Tenemos una herida abierta en carne viva que conviene cerrar, porque si no se corre el riesgo de un desgarro vital permanente. Es normal, y me consta, que muchos se cuestionan que de haber actuado de otra manera quizá no hubiera ocurrido
Gloria Estefan tiene una canción que lleva por título Abriendo puertas (y cerrando heridas): después de la noche brilla una nueva mañana; en tu llanto hay una luz de esperanza; tras de la lluvia llega de nuevo la calma; pasito a paso en la senda vamos a hallar la salida.
Muchos hemos perdido en esta pandemia a amigos y familiares.
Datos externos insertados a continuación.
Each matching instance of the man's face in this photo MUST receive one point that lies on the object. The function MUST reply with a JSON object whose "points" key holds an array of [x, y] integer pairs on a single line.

Y no hemos podido despedirlos: se fueron solos, quizá acompañados por un ángel de la guarda, una enfermera, una auxiliar, un sacerdote, que mano con mano les acariciaban con los guantes de látex mientras exhalaba el último suspiro. Habría que hacer una narrativa de estos sucesos para que quede en la memoria colectiva: es conmovedor y profundamente humano. Necesitamos contarnos estas historias verdaderas, vidas que se apagaban como el pabilo de una vela a punto de expeler el postrero resplandor fluctuante de su llama; y que transmitieron sus penas y amores, su vida resumida en anhelos balbuceantes y lágrimas cristalinas.
Pero tenemos una herida abierta en carne viva que conviene cerrar, porque si no se corre el riesgo de un desgarro vital permanente. Es normal, y me consta, que muchos se cuestionan que de haber actuado de otra manera quizá no hubiera ocurrido. En la psicología humana, ante una pérdida irreparable, la sensación de desconsuelo es profunda y no se desvanece fácilmente. De esto tienen experiencia consumada los psicólogos. Y más en una situación así. Y si; y si hubiera actuado de otra forma; no he hecho todo lo que hubiera podido para evitar lo inevitable... La culpa aflora y martillea nuestro interior y enraíza en el hondón de alma como liquen aferrado imposible de eliminar de la roca.
Es en estos momentos críticos en los que hemos de tener y dar paz. Pero para ello, hay que despedir a nuestros muertos, como acto religioso por antonomasia, se sea creyente o no. Convocar a los familiares y amigos. Recibir las condolencias, sentir el calor del acompañamiento del último adiós. Y llorar, que es desahogo de nuestras penas. Como dice Unamuno: "lo más santo de un templo es que es el lugar al que se va a llorar en común. Un miserere, cantado por una muchedumbre, azotada del destino, vale tanto como una filosofía. No basta curar la peste, hay que saber llorarla. ¡Sí, hay que saber llorar! Y acaso esta es la sabiduría suprema".
Y después del duelo viene el luto. Una congoja que da gracias por todo lo bueno que sucedió en nuestra vida. El recuerdo de los momentos maravillosos que pasamos junto a ellos. Porque un padre o una madre, un esposo o esposa, con sus defectos, que todos tenemos, han sido buenos. Porque un amigo fue fiel hasta el final. Un final que es principiar. Como recuerda Gabriel Marcel, ''tú no morirás significa que hay en ti, puesto que te amo, algo que me permite franquear el abismo de eso que llamo indistintamente la muerte". Nuestro final no es fin (the end), es esperanza.